AN APRRECIATION OF ALICE MUNRO
by Douglas Gibson
Lisa Dickler Awano, Compiler and Editor

Before I present a book at a sales conference, I’ll slip quickly through it again, just to remember it all. By this point I’ll have read the book three, four times at least, maybe five times, but I just want to refresh my memory. And the damnable thing with Alice is you can’t just flip through; I find myself reading from cover to cover again. I complain about this to her and she laughs. But the truth of the matter is that I’m still seeing new things, and still seeing new links, and still seeing new flips on the trapeze that she’s undertaken and brought off so smoothly. It’s amazing how brave she is in trying new things.
Alice’s forthcoming volume of short fiction, The View from Castle Rock, is partly based on stories of her own ancestors, first in Scotland, later in transit to the New World, and then in the States and in Canada. She has tied several stages of her family’s history to great events: the popularity of immigration from Scotland, and the settlement of North America. Much of her family went to what was, in those days, Upper Canada, today’s Ontario.
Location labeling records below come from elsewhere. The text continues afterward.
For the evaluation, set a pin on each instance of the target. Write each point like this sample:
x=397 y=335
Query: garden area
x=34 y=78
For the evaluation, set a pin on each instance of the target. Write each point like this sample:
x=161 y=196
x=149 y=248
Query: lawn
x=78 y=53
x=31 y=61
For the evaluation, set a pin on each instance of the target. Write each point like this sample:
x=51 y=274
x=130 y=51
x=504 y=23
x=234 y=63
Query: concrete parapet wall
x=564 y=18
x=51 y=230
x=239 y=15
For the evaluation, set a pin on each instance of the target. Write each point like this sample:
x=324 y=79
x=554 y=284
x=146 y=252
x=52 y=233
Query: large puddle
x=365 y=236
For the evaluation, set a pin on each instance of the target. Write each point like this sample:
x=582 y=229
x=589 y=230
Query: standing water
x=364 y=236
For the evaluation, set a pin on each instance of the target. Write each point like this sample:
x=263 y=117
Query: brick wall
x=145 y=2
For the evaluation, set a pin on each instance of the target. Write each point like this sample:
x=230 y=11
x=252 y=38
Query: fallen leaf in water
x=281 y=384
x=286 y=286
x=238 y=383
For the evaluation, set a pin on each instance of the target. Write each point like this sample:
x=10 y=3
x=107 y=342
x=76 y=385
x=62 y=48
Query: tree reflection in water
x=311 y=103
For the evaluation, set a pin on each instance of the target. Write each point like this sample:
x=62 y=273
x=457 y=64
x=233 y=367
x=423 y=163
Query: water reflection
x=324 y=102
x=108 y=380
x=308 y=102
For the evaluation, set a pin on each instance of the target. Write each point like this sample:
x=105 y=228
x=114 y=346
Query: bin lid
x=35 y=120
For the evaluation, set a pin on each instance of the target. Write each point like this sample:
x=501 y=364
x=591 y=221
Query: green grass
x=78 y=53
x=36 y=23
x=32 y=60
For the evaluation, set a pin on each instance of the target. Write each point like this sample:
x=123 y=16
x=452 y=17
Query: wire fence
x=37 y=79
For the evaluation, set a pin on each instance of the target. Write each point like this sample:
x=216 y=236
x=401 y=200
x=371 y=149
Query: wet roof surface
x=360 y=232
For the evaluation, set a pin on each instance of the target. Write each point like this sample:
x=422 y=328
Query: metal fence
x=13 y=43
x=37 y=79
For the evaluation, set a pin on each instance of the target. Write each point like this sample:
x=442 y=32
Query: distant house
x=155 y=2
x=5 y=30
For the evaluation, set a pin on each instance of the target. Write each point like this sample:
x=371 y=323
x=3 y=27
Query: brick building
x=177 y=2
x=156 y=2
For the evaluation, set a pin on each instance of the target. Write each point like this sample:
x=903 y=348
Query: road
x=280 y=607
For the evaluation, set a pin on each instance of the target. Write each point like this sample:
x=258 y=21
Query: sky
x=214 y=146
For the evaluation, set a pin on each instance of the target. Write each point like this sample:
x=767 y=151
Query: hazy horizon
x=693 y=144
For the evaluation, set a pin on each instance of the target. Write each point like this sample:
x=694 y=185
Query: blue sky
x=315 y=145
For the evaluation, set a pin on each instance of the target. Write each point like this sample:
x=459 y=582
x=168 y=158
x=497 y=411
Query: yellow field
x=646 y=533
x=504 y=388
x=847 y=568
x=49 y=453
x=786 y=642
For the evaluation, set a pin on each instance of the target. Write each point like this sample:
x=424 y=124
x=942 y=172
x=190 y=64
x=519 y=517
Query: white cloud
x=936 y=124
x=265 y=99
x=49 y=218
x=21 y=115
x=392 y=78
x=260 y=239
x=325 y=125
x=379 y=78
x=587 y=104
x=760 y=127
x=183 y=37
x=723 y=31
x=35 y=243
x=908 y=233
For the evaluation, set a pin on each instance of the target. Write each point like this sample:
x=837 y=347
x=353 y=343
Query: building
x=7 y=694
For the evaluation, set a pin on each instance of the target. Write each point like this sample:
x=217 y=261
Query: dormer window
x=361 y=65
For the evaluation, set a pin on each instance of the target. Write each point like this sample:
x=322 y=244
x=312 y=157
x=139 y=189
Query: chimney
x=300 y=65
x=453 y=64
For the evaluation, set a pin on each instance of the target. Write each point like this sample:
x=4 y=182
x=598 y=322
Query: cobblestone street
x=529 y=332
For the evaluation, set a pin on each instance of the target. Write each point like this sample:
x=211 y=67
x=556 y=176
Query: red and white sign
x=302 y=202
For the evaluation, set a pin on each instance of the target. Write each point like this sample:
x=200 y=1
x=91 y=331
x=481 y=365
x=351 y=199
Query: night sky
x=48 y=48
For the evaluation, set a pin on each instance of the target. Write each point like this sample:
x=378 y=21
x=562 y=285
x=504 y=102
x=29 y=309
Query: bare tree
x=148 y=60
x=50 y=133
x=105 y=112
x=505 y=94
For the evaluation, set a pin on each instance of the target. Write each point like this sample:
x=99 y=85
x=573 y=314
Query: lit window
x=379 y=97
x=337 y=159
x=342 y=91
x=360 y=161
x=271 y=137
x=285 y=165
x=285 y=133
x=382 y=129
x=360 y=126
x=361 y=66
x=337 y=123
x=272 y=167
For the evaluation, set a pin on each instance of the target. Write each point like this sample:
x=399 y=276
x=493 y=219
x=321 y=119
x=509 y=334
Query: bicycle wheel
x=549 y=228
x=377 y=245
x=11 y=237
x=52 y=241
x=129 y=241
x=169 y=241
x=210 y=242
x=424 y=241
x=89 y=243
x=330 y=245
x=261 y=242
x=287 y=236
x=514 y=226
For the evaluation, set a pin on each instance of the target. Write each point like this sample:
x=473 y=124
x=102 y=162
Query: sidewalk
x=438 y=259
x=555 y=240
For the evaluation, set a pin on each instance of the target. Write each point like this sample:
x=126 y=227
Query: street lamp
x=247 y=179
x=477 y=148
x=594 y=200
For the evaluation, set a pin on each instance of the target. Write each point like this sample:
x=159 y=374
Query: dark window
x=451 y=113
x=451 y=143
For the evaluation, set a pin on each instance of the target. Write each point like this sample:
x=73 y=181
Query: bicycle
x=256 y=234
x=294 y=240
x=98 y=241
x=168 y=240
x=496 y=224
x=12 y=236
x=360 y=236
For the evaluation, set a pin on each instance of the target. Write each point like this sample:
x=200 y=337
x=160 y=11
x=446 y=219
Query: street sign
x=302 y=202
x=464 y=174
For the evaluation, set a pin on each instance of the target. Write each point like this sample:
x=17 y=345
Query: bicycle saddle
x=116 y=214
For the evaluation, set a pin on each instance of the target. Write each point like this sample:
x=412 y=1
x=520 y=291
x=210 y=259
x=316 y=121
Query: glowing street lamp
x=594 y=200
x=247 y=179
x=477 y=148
The earliest ancestor whose life Alice recounts in some detail was actually born in Scotland right at the end of the seventeenth century, and Alice remarks in the course of the book that in every generation thereafter, there was a member of the family—a son, a cousin—who took it upon, usually, himself to record his life and, by extension, the family’s life. Even Alice’s father, who was to all appearances a perfectly ordinary small-scale farmer in Western Ontario, had literary ambitions. I can say, as the publisher of his book, The McGregors: A Novel of an Ontario Pioneer Family, that he was a man who could tell a very good, solid story in the form of a historical novel.
So Alice found that she had a pretty good knowledge of who moved where and who did what in each generation. It’s a fascinating basis for a book, and when you add Alice Munro’s wonderful fictional imagination to these generational snapshots you get a fascinating book of stories, in which the characters flow up to Alice’s parents, the child Alice, the teenaged Alice, and the university-student Alice.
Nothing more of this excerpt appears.